In a similar way, copyright isn’t some evil monopoly held by EA and Viacom. I own the copyright for all my games. I know loads of people who work full time but write software or games for extra income, and own the copyright on them. Clearly not all copyrighted content earns people millions of dollars. Copyright royalties also provide an income for people not directly in control of it. I employ artist and sound people on contracts, and although they don’t have ownership of the IP, I can only afford to pay them because people are paying me royalties on my previous IP. Without copyright, my artist doesn’t get paid, and nor for that matter does my local baker or butcher.
Another popular argument being thrown around and repeated as though it makes sense is that “I don’t get paid for work I did years ago, so why the hell do musicians and IP owners, they are just lazy.”

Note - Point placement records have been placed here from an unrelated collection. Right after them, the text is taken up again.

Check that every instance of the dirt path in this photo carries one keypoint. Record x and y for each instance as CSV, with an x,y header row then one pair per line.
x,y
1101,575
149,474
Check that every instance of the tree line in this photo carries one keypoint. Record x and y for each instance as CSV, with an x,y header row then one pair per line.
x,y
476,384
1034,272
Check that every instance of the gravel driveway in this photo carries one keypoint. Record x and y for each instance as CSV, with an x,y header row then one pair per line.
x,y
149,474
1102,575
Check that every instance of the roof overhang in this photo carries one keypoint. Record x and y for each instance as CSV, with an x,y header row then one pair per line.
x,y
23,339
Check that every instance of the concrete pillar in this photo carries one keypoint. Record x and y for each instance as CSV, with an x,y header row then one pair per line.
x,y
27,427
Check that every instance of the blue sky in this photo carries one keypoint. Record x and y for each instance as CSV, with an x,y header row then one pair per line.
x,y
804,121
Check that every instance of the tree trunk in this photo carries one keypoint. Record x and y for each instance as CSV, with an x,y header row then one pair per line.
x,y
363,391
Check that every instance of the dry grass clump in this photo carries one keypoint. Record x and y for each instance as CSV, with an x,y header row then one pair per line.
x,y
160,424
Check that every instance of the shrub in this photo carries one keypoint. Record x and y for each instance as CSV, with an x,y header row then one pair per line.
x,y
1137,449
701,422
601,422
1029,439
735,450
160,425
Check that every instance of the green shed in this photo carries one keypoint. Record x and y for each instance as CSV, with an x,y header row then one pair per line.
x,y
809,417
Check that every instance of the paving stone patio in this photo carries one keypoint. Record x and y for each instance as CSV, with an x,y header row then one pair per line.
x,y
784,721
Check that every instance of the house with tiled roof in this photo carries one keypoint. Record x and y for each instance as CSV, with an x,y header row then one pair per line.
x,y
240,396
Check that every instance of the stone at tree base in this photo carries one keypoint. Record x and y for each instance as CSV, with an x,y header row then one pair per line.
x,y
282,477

I get paid for games I wrote years ago (very little now), and because that system works, I can invest time and energy in making them. I have worked for 8 months on Kudos 2 now, seven days a week, maybe 8 hours a day. You know how much I’ve earned from it?
Nothing
You know what my guaranteed future income is from it?
Nothing
I do this because I’m *hoping* I’ll sell enough copies over the next few years to make that investment worthwhile. If copyright didn’t exist I’d have spent those 8 months doing contract programming for some bank. The game would never get made as there aren’t enough hours in the day. THIS is why copyright exists, and why it’s a GOOD system. Anyone who clings to some hippy dream that “artists will still make music and software and movies without copyright” is either delusional, or living off daddys trust fund. Copyright is essential to provide an incentive for people to invest up front costs in the production of copyable products. If you know of a better system that WORKS NOW, then feel free to make yourself mega-rich by showing us silly copyright supporters how it’s done.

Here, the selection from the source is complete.